South Korea Industrial Output Slides 3% in May, Raising Pressure on Won and KOSPI 200

by VT Markets
/
Jun 30, 2026

South Korea’s industrial output fell 3% in May, worsening from a 0.7% decline in the previous month. The deeper contraction points to a softer patch for factory activity at the start of the second quarter.

The latest reading marks a sharper month-on-month drop than April, extending the run of negative growth in the industrial sector. Markets will watch forthcoming production and demand indicators for clues on whether the downturn persists into June.

Economic Headwinds and Market Implications

The drop in South Korea’s industrial output from an already negative -0.7% to -3.0% for May is a significant red flag. This data points to a sharper economic contraction than the market was anticipating. We believe this signals growing weakness in the manufacturing and export sectors for the coming weeks.

This economic headwind is likely to place downward pressure on the KOSPI 200 index and the Korean won. Recent reports showing China’s manufacturing PMI dipping to 49.8 in June, signaling a contraction, further supports this bearish view as China is Korea’s largest trading partner. We are therefore preparing for potential weakness in Korean equities and the KRW against the US dollar.

Defensive Strategies and Historical Parallels

In response, we are looking at purchasing KOSPI 200 put options to hedge or speculate on a market downturn.
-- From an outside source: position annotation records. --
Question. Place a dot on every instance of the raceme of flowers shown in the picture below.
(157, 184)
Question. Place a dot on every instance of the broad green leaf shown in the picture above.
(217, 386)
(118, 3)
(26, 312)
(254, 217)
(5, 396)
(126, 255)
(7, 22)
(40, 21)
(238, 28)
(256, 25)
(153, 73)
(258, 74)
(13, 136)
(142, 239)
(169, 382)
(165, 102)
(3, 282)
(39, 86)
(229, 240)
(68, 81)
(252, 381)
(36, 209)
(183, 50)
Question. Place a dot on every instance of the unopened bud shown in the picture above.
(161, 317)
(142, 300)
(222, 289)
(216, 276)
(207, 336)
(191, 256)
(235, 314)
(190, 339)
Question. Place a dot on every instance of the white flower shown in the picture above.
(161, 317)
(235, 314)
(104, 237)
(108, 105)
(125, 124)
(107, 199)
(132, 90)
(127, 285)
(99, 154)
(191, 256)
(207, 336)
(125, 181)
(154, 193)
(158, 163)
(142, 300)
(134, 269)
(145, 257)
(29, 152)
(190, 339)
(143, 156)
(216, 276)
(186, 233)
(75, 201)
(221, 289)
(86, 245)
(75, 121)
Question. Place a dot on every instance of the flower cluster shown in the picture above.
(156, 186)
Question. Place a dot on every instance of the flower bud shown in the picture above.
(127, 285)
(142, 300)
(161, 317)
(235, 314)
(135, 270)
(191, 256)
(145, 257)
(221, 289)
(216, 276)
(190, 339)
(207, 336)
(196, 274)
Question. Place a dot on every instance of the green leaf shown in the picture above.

For currency markets, building a long position in USD/KRW futures or options seems prudent to capitalize on a weakening won. These strategies offer defined risk to position for the expected volatility.

We also note that preliminary trade data for early June showed semiconductor exports, a key driver for the economy, fell 5% from the previous month. This suggests that even the country’s strongest sectors are not immune to the slowdown. A broad bearish stance on the index is therefore warranted over targeting specific company stocks.

This pattern is historically consistent with periods of market stress, such as the 2018 trade-war slowdown when similar industrial data preceded a nearly 20% fall in the KOSPI. Back then, the won also weakened considerably against the dollar. We see the current environment as rhyming with that period, suggesting a defensive posture is necessary.